Today, whilst sat with my mice, I happened to hear the squeak of baby mice in distress. Checked the bird, wasn't her, so checked both my tan mothers - not them, either. Isolated the sound to where I normally keep my bucks, and to my surprise, there was a little pink baby, rolling around while dad tried to pick it up (I assume to take it to the nest again). Immoderately whipped the boy out and popped baby away again.

There appear to only be 2, and looking at the doe, I wouldn't think there are likely to be any more. I didn't even expect these two! She's not changed shape at all, but looking at the date, she must have been gotten the day I put her in.

I suspect this is a litter that I will have to watch, and possibly foster if she isn't producing milk. I also suspect that they are both bucks, which would be very annoying.

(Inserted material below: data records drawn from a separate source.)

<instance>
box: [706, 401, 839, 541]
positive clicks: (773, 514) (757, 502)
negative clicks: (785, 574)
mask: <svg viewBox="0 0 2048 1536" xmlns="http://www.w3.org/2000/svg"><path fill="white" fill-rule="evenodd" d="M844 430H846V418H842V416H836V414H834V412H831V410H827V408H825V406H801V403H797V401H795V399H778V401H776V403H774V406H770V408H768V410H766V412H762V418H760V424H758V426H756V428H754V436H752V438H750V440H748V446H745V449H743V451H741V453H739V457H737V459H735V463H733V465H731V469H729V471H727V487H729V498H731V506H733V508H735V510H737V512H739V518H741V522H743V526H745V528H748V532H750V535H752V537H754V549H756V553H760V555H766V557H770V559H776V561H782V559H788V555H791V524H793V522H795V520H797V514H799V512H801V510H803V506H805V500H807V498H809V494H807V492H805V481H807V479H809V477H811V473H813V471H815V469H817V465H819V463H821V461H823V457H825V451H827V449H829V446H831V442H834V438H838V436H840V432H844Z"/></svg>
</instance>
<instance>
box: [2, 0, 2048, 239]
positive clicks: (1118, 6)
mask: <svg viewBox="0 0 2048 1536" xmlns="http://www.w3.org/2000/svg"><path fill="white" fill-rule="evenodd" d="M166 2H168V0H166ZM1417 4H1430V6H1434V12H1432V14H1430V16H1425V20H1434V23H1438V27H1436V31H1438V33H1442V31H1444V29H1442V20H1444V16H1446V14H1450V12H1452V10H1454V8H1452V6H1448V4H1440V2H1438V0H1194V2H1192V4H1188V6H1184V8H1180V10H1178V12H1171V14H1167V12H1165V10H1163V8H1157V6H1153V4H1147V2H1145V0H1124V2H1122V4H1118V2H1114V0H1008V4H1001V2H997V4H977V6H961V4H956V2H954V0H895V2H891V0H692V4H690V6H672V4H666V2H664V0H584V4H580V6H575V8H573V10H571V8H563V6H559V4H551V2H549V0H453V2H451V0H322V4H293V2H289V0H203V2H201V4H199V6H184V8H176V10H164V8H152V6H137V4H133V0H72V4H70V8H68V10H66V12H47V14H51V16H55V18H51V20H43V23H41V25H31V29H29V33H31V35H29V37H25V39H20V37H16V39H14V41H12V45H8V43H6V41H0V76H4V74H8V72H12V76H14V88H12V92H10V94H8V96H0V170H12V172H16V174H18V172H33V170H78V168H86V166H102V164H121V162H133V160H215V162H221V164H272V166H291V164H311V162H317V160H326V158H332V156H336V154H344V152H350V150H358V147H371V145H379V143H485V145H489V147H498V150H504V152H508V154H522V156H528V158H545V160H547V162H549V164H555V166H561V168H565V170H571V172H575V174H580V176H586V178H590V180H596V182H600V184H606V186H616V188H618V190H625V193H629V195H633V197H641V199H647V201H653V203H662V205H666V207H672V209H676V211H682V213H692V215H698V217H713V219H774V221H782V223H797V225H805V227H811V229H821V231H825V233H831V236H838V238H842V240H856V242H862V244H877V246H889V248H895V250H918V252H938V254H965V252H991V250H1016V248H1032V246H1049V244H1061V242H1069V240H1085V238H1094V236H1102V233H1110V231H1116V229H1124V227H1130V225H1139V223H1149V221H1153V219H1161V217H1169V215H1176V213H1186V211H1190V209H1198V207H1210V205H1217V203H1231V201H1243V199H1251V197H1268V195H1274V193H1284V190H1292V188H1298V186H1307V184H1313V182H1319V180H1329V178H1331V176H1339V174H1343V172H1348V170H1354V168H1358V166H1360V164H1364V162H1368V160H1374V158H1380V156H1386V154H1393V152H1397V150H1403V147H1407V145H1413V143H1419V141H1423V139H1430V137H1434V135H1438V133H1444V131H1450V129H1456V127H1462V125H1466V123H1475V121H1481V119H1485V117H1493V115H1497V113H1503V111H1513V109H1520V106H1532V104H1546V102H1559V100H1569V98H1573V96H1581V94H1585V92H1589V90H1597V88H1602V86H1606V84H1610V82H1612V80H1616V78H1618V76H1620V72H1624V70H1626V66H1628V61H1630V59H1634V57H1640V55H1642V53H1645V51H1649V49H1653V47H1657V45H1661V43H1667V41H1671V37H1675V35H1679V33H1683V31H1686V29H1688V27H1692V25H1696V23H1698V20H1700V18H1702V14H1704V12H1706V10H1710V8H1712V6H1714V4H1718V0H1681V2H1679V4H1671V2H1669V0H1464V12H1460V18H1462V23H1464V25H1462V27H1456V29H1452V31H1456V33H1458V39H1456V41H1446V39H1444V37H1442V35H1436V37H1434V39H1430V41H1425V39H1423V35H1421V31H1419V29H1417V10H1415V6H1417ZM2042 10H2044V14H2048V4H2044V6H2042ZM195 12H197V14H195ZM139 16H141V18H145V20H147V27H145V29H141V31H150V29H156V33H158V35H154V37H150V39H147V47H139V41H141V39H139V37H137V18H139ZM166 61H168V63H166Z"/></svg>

Mum is a splashed siamese, dad is a regular satin tri.


----------



## TwitchingWhiskers (Feb 2, 2013)

Oh that is like my nightmare! :lol: Good luck, fingers crossed that your doe isn't pregnant again, I hope you caught her early enough (sounds like you did).


----------



## Kitei (Feb 4, 2013)

Not my ideal, either! Was rushing about, fretting because I hadn't got any spare tanks set up to pop the boy in. He was just sitting on my wrist, chilling out, while I grabbed stuff and threw it together, aha. Hoping I removed her in time, but marking the date just in case.


----------



## angelofwhimsy (Dec 11, 2011)

Haha, a new rite of passage! Bless, hope mum and the tiny ones thrive, at least it's a nice small litter! They'll be absolute chunk-monsters if they do do well!


----------



## Kitei (Feb 4, 2013)

They seem to be nice and chubby at the moment! Not sure on colours yet, but I know both have dark eyes (though, could be dark ruby, like their mum?). They also both look to be bucks.










The top one is slightly darker than the bottom.

Darker baby:









And the lighter baby: (not best photo, got him as he was stretching)


----------



## TwitchingWhiskers (Feb 2, 2013)

They are so cute!! :love1 They do also look very nice and chubby. Good luck!


----------